Myth No. 2: The homeless are mostly mentally ill or drug addicts. This is not true. Although the incidence of mental illnesses is higher in homeless populations, only about 25 percent suffer a serious mental illness. Similarly, while substance abuse is also higher in the population of unhoused people, only about 40 percent struggle with substance-use disorders. Notably, many unhoused people self-medicate to assuage the repetitive trauma of living on the streets. In other words, homelessness often causes or exacerbates substance abuse.

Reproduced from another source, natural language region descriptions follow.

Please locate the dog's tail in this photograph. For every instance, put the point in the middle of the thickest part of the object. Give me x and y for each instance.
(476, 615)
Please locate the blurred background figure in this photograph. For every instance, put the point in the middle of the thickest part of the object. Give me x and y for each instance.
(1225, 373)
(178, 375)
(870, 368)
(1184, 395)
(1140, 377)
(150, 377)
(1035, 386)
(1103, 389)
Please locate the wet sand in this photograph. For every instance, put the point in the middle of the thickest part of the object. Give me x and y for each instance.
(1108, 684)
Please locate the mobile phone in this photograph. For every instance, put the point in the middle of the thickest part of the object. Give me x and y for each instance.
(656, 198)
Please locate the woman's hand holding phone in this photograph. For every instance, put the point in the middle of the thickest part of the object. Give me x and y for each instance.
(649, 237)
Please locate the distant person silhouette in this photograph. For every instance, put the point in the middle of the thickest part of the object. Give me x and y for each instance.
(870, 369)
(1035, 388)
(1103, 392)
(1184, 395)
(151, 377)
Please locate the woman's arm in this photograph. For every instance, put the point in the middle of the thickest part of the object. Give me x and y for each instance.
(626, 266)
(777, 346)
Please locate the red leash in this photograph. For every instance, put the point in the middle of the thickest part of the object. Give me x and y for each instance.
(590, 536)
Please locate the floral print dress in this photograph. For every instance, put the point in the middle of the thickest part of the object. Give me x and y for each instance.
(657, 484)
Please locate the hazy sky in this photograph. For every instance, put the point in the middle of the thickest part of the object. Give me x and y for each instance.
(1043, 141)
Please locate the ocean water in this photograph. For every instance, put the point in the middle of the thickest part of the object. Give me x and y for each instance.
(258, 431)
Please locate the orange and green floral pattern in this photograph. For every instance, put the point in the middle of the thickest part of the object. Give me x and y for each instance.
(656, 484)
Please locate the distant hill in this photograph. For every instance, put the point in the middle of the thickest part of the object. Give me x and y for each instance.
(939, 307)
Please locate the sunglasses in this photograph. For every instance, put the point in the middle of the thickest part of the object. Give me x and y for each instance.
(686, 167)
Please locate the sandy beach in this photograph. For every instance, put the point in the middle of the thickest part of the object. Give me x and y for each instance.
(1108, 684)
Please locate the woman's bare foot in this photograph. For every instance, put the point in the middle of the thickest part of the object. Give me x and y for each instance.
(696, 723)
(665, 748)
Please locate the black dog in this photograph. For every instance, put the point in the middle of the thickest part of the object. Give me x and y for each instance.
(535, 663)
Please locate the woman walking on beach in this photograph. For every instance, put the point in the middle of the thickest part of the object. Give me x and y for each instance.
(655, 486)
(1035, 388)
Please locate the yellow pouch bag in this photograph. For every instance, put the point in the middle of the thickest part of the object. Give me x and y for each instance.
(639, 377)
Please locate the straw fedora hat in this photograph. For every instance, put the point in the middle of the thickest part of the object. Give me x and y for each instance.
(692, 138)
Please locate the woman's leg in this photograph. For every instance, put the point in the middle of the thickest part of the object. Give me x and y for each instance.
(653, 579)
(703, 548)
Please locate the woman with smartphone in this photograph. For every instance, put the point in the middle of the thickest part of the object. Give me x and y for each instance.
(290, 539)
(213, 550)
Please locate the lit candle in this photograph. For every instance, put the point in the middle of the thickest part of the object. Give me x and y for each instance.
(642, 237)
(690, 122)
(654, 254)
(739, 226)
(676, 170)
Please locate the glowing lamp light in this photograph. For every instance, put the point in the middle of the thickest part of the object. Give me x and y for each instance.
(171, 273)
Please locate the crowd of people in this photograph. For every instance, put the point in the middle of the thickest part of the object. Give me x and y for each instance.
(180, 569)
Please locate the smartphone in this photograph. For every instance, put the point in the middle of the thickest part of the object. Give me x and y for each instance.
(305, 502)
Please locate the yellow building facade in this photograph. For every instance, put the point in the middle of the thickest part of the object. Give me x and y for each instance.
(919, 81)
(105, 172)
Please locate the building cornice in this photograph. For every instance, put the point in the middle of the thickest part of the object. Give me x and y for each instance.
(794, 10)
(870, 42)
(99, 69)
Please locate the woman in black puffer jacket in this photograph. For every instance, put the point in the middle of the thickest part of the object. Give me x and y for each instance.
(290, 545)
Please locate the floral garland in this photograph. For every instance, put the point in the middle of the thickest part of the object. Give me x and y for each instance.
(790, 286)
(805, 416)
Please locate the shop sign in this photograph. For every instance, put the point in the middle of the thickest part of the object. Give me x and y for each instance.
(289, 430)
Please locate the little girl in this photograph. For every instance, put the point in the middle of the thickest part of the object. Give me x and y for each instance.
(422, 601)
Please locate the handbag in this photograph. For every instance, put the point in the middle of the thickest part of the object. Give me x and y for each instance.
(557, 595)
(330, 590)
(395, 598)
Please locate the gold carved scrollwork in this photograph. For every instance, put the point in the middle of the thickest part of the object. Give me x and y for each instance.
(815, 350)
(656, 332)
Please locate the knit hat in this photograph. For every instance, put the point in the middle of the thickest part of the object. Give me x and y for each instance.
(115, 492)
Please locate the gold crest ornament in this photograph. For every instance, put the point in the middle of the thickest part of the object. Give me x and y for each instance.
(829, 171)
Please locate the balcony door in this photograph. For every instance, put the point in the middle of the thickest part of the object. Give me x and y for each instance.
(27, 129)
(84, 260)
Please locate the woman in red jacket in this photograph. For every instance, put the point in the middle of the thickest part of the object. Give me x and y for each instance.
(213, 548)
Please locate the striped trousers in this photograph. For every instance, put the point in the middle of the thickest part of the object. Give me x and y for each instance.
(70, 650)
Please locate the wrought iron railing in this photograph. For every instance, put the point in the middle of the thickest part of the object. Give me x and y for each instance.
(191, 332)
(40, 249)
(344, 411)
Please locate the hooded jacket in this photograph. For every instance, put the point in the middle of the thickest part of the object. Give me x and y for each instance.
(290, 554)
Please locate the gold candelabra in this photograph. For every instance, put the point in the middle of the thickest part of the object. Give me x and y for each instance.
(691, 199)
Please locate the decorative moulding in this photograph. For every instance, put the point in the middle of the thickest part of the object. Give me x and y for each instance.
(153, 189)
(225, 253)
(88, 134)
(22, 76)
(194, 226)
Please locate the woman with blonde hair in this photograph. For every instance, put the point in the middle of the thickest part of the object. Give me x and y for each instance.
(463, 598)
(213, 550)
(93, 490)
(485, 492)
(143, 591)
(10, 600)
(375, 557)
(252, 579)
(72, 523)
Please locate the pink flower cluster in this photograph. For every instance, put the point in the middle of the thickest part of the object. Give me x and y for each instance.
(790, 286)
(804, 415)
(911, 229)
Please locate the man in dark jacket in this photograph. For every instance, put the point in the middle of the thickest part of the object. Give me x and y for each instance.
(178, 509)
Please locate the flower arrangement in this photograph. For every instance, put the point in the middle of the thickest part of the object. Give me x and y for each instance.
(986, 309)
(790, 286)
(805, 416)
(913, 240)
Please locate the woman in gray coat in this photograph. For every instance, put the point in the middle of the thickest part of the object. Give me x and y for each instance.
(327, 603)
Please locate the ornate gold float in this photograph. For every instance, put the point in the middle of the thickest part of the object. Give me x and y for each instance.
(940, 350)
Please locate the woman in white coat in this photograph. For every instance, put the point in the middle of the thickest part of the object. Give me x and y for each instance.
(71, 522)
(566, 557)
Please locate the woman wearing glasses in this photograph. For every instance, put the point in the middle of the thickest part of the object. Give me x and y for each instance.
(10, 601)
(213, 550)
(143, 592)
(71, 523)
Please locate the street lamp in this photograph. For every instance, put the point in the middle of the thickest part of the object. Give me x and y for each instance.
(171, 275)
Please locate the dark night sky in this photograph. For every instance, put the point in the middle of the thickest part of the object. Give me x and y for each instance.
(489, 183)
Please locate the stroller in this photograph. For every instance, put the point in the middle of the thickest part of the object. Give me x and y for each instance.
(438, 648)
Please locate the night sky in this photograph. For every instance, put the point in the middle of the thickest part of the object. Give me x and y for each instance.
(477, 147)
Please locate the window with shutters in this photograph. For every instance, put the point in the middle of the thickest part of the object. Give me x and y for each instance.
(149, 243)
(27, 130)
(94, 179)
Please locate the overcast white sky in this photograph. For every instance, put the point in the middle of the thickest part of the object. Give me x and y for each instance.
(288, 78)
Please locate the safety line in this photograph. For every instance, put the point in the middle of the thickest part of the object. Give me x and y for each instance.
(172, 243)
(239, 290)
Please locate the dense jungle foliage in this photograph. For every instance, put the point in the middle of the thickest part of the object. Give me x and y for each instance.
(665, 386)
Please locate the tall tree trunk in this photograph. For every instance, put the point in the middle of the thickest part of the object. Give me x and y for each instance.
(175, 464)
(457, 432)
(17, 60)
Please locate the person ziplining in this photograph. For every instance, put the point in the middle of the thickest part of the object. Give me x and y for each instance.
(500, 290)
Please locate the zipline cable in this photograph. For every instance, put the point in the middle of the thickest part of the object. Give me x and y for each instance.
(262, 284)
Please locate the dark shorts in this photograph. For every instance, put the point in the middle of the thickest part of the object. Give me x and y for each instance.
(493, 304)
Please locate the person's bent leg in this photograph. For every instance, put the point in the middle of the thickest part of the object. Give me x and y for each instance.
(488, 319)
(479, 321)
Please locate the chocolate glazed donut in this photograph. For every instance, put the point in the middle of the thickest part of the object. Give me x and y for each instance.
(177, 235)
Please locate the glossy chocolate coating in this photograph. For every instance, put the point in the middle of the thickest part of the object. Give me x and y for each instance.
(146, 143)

Myth No. 3: The chronically homeless are service-resistant and must be compelled to accept shelter. Anyone who has ever slept on the streets of Miami is quickly disabused of the notion that homelessness is enjoyable or preferable to housing. But anyone who has spent nights in a homeless shelter also understands why it may be rational to sleep on the streets rather than be subjected to traumatizing crowded conditions and daily assaults on your dignity and self-worth by front-line shelter staff. Moreover, the inflexibility and multitude of shelter rules invite non-compliance, eviction and eventual banishment.
Homeless shelters are not the answer to homelessness. On the other hand, I’ve never met anyone experiencing homelessness who would refuse affordable permanent housing.
These myths, and the accompanying “philosophical” opposition to public restrooms, are rooted in a deep-seated societal bigotry against the “undeserving poor” — the idea that something is wrong with people who become homeless and they must be “fixed.” Because people experiencing homelessness are not on the street by choice but because they lack choices, these myths do far more harm than good.
What’s needed, instead, is policy rooted in evidence-based, trauma-informed practices.
Rather than asking what is “wrong” with someone experiencing homelessness, the better question is “what happened to you” that caused homelessness? Taking a trauma-informed approach allows for empathic connections and trust necessary to conduct effective outreach.
We must promote the hiring of certified peer support specialists, persons with the lived experience of homelessness, addictions or mental illnesses and who’ve overcome the challenges of that experience. There is a large body of evidence demonstrating the efficacy of peer support in furnishing support and outreach.
And advocates of homeless services, such as the Homeless Trust, must install more people with a lived experience of homelessness onto their boards of directors and furnish them with resources necessary for their meaningful participation. Can one imagine a women’s-rights organization with an all-male board of directors; or a civil-rights organization without people of color on its governing board? So why is it acceptable for service providers for homeless people to have no, or at the most one, person with a lived experience of homelessness on their boards?
Homelessness policies and services must be informed by those who are affected by such policies and services — otherwise, they’ll always lack credibility and efficacy.
Given the epidemic rise of hepatitis A in Florida, spread by human waste, the Homeless Trust’s refusal to fund public bathrooms raises dangerous public-health issues. Clearly, downtown Miami residents, business owners and tourists will all benefit from the presence of public restrooms.
David Peery is chair of the advocacy committee of the Camillus Health Concern Consumer Advisory Board.